Last week, my devotion was about God's kindness. It came from Luke 6, when Jesus tells his disciples to love their enemies, to do kind things for them, to pray for them. And He says that they should do this because God is kind to the wicked. In the past few years, I've learned a lot about how to love others while also drawing boundaries (because this, too, is an expression of love) I'll likely be working on this for the rest of my life. And yet, I know, as we all do, that we are given so many chances every day- to make the choice to be kind. Jesus asked us to choose kindness, because that's what God does. But He says it's not enough to just be kind to the people who like you. He says that anyone can do that (although, some people actually don't follow through on being kind, even to the people who are kind to them). Jesus wants us to be kind to everyone, because God shows kindness, even to the wicked. It's hard to understand this. In our "grace for me, justice for everyone else" mindsets, it's hard to actually follow through, on a heart level that leads to acts of kindness. When I consider the things that have been going on this summer- fear spreading like wildfire, abuses of power, acts of terrorism, murder of the innocent- the madness of it all- I see the difficulty, and yet the dire need for humanity to do what Jesus said to do. Can we? Can I? Can I be kind? It's hard. It really is. I just keep asking Jesus for help. Help comes, sometimes wearing black and white fur. In all of my life, I do not think I'll ever understand God's kindness any better than I did through Gatsby. Because when I was most selfish, most wicked, God gave me the greatest gift that I could ever receive. He gave me fourteen years of grace.

Gatsby, I love you and I miss you.

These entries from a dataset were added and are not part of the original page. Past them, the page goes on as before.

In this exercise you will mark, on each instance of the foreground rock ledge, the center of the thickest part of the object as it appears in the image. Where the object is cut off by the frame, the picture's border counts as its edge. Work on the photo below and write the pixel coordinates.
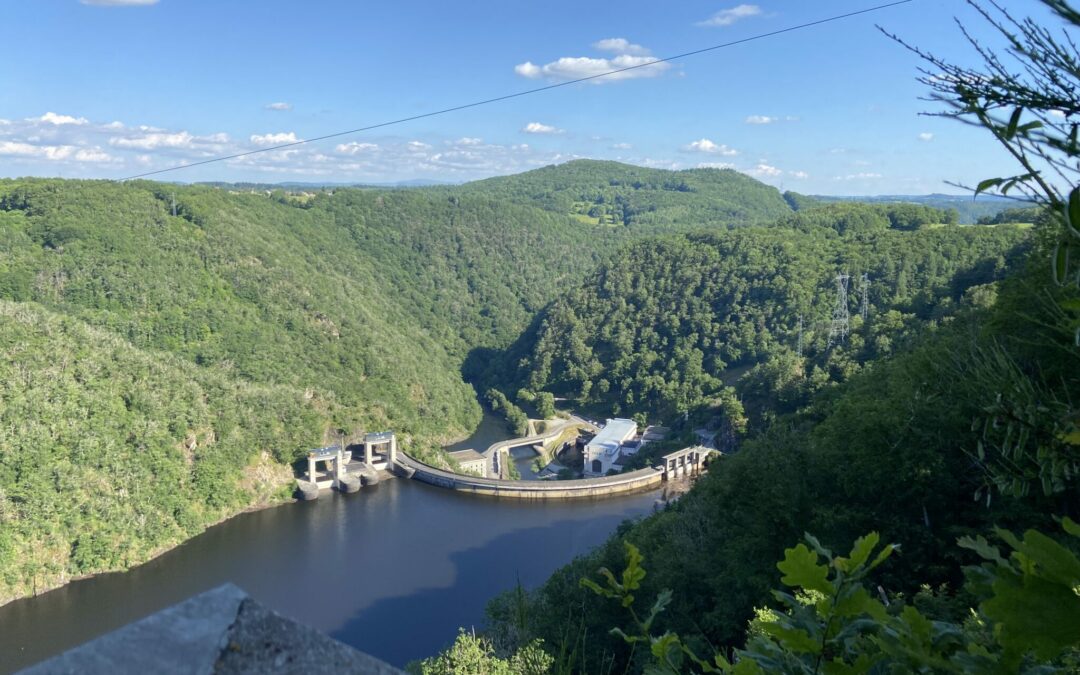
(221, 631)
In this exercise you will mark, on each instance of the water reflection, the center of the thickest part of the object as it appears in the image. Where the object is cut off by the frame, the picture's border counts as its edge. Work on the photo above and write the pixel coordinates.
(393, 570)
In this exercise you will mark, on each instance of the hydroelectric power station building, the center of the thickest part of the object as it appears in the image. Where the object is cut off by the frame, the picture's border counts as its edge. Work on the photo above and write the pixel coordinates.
(603, 450)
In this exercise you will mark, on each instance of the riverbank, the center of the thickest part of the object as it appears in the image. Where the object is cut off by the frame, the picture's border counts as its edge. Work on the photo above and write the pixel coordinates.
(49, 585)
(402, 553)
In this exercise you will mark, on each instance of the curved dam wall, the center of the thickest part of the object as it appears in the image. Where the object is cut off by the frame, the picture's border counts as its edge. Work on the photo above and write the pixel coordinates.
(640, 480)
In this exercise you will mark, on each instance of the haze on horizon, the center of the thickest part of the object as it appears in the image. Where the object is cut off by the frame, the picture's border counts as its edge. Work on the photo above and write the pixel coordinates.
(107, 89)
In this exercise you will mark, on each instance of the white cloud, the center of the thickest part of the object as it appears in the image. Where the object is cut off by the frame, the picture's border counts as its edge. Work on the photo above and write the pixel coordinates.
(620, 45)
(93, 154)
(704, 145)
(859, 176)
(356, 148)
(528, 69)
(537, 127)
(274, 139)
(154, 140)
(59, 120)
(55, 152)
(577, 67)
(119, 3)
(764, 171)
(726, 17)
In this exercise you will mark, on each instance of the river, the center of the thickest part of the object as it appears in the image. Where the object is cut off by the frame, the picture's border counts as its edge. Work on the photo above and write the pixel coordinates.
(392, 570)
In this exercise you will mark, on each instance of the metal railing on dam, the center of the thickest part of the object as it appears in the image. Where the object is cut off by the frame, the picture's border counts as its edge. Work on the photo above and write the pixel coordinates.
(640, 480)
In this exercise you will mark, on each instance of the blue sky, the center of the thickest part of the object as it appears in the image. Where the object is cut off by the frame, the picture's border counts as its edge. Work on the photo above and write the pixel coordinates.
(106, 89)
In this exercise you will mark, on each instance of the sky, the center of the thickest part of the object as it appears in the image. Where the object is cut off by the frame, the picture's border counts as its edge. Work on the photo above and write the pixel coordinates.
(110, 89)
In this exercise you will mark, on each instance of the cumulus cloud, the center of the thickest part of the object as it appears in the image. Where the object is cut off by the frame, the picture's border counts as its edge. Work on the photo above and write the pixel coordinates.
(537, 127)
(764, 171)
(726, 17)
(628, 55)
(119, 3)
(859, 176)
(62, 152)
(59, 120)
(620, 45)
(274, 139)
(704, 145)
(152, 138)
(355, 148)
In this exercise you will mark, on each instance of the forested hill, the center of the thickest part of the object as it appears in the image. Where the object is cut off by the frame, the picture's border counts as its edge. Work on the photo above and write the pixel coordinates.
(284, 319)
(646, 199)
(663, 326)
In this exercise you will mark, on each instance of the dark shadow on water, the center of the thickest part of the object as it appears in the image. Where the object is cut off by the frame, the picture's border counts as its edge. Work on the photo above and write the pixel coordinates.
(420, 624)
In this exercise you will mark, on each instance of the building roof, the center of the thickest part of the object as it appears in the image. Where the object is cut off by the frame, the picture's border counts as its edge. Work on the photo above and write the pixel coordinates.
(468, 456)
(326, 453)
(613, 433)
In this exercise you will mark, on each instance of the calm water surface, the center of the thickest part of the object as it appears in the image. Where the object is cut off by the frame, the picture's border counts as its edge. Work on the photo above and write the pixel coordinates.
(392, 570)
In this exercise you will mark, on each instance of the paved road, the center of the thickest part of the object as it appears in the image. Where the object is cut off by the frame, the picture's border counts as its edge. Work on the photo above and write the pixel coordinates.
(556, 428)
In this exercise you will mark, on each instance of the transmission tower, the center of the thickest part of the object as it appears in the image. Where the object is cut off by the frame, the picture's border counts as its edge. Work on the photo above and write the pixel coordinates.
(864, 286)
(838, 327)
(798, 348)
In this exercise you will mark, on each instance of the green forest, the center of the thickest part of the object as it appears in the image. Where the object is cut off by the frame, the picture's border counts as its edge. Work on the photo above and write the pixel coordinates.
(937, 441)
(360, 308)
(880, 378)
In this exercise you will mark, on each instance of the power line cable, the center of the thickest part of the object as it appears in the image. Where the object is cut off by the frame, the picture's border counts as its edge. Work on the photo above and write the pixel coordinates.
(523, 93)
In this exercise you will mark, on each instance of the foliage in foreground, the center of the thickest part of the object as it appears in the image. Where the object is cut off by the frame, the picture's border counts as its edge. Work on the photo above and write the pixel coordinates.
(1027, 618)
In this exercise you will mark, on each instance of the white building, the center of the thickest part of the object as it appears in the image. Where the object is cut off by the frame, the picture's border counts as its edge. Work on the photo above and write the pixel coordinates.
(471, 461)
(602, 451)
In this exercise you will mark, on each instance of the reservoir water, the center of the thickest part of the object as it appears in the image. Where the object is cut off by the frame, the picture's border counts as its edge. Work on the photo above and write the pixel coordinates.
(392, 570)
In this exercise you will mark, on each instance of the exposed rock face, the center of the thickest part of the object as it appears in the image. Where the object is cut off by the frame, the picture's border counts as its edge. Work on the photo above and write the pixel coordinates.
(219, 631)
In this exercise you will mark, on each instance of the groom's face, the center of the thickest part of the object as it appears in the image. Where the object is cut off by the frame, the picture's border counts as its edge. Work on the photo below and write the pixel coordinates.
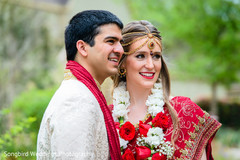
(104, 56)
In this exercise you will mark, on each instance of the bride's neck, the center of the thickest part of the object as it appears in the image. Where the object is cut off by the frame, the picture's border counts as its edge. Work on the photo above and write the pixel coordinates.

Thank you for being our friend. So loyal, so brave, so fun. Thank you for being ours. You are our family, Buddy. We pray that God, in His creativity and grace, would allow us to see you again. But know that our hearts are forever better because you were ours. We'll never really be worthy of you. But we promise to try to live out the lessons that you taught us about kindness, gentleness, faithfulness and love. Peace be with you, my sweet, sweet friend, just as you always brought peace to us.